The oil marketers are claiming the largest amount for diesel sales at Sh25.28 billion while that for super is Sh12.9 billion and kerosene at Sh1.46 billion.
Kenya has come under pressure from the International Monetary Fund (IMF) to scrap the subsidy scheme and end the current situation where the government allocates billions of shillings monthly to pay dealers.
The arrears are for the June-July and July-August monthly reviews and further worsen cash-flow hitches for oil dealers, especially the independent marketers that rely on bank credit to pay for their fuel quotas.
Treasury and the department of Petroleum — the two agencies in charge of the scheme declined to comment on when the arrears will be paid with less than two weeks to the monthly review.
“The arrangement with oil dealers is managed by PS Petroleum. Please reach out to him,” Treasury PS Julius Muia told the Business Daily when asked to respond on when the money would be paid.
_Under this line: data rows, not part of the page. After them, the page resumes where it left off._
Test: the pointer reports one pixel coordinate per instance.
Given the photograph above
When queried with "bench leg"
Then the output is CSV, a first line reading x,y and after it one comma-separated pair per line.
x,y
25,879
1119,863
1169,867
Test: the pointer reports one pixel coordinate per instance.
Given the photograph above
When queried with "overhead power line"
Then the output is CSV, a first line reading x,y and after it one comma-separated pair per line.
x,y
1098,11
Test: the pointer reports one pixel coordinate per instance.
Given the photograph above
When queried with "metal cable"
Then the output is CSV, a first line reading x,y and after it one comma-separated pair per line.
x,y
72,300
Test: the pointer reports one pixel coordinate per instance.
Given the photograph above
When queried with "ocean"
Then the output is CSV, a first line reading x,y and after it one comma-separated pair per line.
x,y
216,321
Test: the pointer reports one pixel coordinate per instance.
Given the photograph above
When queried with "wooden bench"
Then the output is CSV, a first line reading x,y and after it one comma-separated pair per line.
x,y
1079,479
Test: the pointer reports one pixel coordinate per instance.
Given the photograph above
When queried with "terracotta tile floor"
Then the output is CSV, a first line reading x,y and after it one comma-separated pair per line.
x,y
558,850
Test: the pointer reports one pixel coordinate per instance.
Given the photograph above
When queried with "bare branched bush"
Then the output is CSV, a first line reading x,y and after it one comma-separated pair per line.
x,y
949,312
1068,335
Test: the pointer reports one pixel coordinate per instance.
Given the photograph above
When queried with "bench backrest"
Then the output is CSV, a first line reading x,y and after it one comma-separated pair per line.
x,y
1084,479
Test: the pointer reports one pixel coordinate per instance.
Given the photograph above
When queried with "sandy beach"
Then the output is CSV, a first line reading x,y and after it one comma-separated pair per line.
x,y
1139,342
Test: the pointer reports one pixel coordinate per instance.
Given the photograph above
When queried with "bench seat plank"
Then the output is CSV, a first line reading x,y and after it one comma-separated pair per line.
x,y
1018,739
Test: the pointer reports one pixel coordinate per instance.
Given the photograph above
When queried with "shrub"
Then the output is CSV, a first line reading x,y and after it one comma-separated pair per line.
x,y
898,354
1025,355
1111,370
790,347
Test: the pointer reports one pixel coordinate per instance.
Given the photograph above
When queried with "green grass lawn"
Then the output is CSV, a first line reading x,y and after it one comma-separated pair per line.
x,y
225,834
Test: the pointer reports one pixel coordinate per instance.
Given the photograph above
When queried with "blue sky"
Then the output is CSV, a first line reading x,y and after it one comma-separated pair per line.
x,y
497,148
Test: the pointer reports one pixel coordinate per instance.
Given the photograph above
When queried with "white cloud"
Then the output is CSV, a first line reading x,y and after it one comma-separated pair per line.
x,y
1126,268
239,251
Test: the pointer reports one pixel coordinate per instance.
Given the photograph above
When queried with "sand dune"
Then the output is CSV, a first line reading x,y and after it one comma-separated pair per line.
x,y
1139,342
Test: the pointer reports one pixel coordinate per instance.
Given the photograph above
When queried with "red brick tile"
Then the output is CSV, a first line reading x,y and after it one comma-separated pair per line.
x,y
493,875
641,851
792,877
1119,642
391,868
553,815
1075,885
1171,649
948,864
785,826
The petroleum department had declined to comment on the payment plan and referred Business Daily to Treasury, highlighting why the fuel subsidy has become a headache for the government.
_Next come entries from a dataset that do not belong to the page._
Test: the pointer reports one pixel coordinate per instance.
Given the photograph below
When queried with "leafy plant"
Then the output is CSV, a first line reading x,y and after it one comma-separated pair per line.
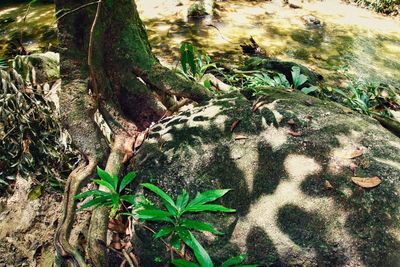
x,y
31,140
3,64
114,197
179,228
234,261
194,62
262,79
298,78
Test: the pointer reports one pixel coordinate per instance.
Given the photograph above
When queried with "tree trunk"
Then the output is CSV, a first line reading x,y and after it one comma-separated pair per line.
x,y
107,66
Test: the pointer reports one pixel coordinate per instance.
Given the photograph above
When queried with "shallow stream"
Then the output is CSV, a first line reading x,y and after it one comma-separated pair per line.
x,y
347,39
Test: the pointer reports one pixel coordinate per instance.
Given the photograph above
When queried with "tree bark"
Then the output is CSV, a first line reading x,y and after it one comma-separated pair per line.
x,y
122,80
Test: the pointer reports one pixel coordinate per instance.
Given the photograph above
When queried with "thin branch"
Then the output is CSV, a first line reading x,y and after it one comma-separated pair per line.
x,y
90,50
76,9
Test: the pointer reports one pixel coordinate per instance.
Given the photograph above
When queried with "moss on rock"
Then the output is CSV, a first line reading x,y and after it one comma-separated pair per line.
x,y
285,212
Oil dealers are grappling with worsening cash flows amid the high costs of crude in the global market amid fears that the small dealers are slowly being forced to close.
Marketers hoarded fuel in April to protest delayed compensation leading to a nationwide shortage that threatened to cripple the economy.
The government has been spending an average of Sh7.65 billion every month to subsidise fuel and contain public outrage over the high cost of living, highlighting the adverse impact of the subsidy on the country’s revenues.
Removal of the subsidy is one of the conditions from the IMF under a Sh270.2 billion ($2.34 billion) budget support scheme that will run for 38 months.
A litre of super and diesel retails at Sh159.12 and Sh140 respectively in Nairobi in the current cycle lapsing on August 14.
Without the subsidy, the prices would have been Sh209.78 per litre of super and Sh193.7 per litre of diesel.